« Passe-muraille » 1

Les jeunes, « Passe-muraille » et les autres...

Très régulièrement, la presse se fait l’écho des difficultés rencontrées par les adolescents: suicides, délinquance, explosions de colère dans les banlieues ... C’est toute une génération qui semble marquée par la désillusion et le désespoir. Les institutions classiques ne pouvant plus répondre à cette détresse, des lieux d’écoute et d’accueil se sont créés un peu partout en France. Ils se sont retrouvés les 25, 26 et 27 mars à Vannes pour réfléchir et confronter leurs expériences.

 

L’adolescence: quesaco 

Intervenir auprès des jeunes nécessite au préalable de s’interroger sur la notion d’adolescence. C’est ce que fit le colloque lors de sa première journée.

Pour Patrice Huerre, psychiatre, ce concept symbolise tout à fait notre incapacité à gérer le passage de l’enfance à l’âge adulte. La jeunesse a été historiquement identifiée d’abord à un danger, puis à une maladie, enfin à une forme d’étrangeté. Il ne faut pas chercher à apporter des réponses spécifiques à cette classe d’âge sous peine d’induire chez les jeunes des comportements symptomatiques qu’ils vont d’autant plus être tentés d’adopter que ceux-ci vont venir combler leur mal d’identité.

Bien différente est l’approche du sociologue Michel Fize, qui, malgré l’absence de sa discipline sur le terrain de l’adolescence jusqu’aux années 50, en revendique la place aux côtés de la médecine et de la psychologie afin de contribuer à renouveler les savoirs acquis. Pour lui, l’adolescence constitue bien une société communautaire largement imprégnée d’une culture de petit groupe: langage, goûts, valeurs, pratiques, aspirations  représentant une authentique personnalité culturelle à part.

Enfin, pour l’épidémiologiste Marie Choquet qui a dirigé une étude sur la santé des ados, les garçons donnent plus dans la violence là où les filles vivent plus des troubles liés à leur corps. Le sexe et l’âge sont des facteurs essentiels dans les comportements et conduites des jeunes.

Voilà des approches bien contradictoires: mais, où en est le « peuple » adolescent ? Va-t-il massivement bien ou globalement mal ? Répondre à cette question, c’est aussi prendre en compte nos propres inquiétudes adultes. Finalement, ce qui est en jeu, est-ce tant les transgressions commises ou plutôt notre propre seuil de tolérance à leur égard ? Pas vraiment de solution miracle, chacun pouvant concevoir ses propres réponses ...

A ce stade, il était intéressant de confronter les penseurs de la jeunesse à la population qu’ils étudient.  Pari risqué que de faire intervenir ainsi les sujets d’étude.

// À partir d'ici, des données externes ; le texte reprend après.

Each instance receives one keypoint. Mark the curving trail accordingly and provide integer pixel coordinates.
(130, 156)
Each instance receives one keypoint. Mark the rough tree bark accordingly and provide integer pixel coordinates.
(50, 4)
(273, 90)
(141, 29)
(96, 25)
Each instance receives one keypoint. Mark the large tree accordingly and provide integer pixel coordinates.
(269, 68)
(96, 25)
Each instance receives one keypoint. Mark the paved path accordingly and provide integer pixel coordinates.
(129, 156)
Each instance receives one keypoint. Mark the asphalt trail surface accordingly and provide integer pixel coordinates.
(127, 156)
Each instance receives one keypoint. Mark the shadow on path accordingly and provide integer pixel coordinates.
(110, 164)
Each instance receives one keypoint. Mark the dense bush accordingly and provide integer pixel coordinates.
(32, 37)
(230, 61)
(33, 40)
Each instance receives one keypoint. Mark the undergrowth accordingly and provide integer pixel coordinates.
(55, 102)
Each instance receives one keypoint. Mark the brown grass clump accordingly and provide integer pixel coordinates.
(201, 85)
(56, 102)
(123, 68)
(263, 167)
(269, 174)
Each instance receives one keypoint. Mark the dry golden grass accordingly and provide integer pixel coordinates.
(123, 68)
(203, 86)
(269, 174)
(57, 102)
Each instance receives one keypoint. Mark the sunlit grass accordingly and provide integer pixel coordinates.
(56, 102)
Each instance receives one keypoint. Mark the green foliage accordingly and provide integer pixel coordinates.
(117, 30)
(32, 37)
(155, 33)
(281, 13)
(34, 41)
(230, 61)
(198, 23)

C’est ainsi qu’une quinzaine d’adolescent(e)s se retrouvèrent sur la scène du Palais des Congrès de Vannes la deuxième journée de ces rencontres, face à d’éminents spécialistes de leur problématique.

 

L’adolescent et le droit

Premier angle d’attaque possible: le rapport à la loi.

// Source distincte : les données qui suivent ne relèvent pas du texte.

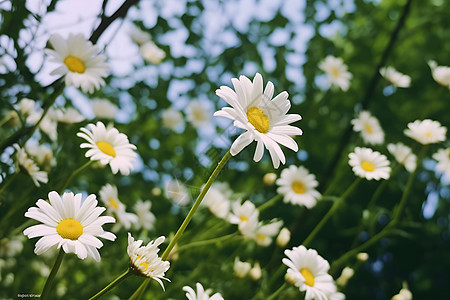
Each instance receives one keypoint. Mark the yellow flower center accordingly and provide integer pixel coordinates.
(74, 64)
(258, 119)
(309, 277)
(106, 148)
(367, 166)
(69, 229)
(298, 187)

Le professeur Jeammet  expliqua tout d’abord comment cet âge se manifeste comme un remaniement relationnel à l’égard des objets d’attachement de l’enfance. Etre soi, c’est alors se nourrir des autres tout en s’en différenciant. Ceux qui ont vécu une relation riche et valorisante avec leurs parents vont pouvoir supporter les frustrations liées aux règles de fonctionnement en société et les vivre comme une condition de leur liberté. Mais, pour celle ou celui qui a subi l’arbitraire de l’adulte et qui est dans le doute permanent et l’insécurité, la loi ne va pas faire sens. Pourtant, cette loi constitue le seul moyen de faire pièce au diktat du plus fort rappellera Catherine Glon, avocate. Il est temps d’en finir avec les pratiques judiciaires qui font de l’enfant le seul sujet à ne pas bénéficier d’un avocat et de tout ce qui s’y attache (confidentialité, indépendance de celui qui vous conseille, etc ...). Comment les ados pourraient-ils respecter les lois si leurs droits ne sont même pas reconnus ? Reynald Brizais, psychosociologue, mit en garde quant à lui, contre une spécificité des droits de l’enfant qui exluerait ces derniers du droit commun: donner la parole aux jeunes, n’est-ce pas une façon de ne pas les écouter ? Chercher à les comprendre, c’est aussi les engluer !... Entre l’autocratie et l’illusoire consensus, garantir le droit des adolescents, c’est bien plus leur apprendre à s’exprimer et à agir sur leur environnement en accédant à une citoyenneté qui ne peut reposer que sur le droit positif.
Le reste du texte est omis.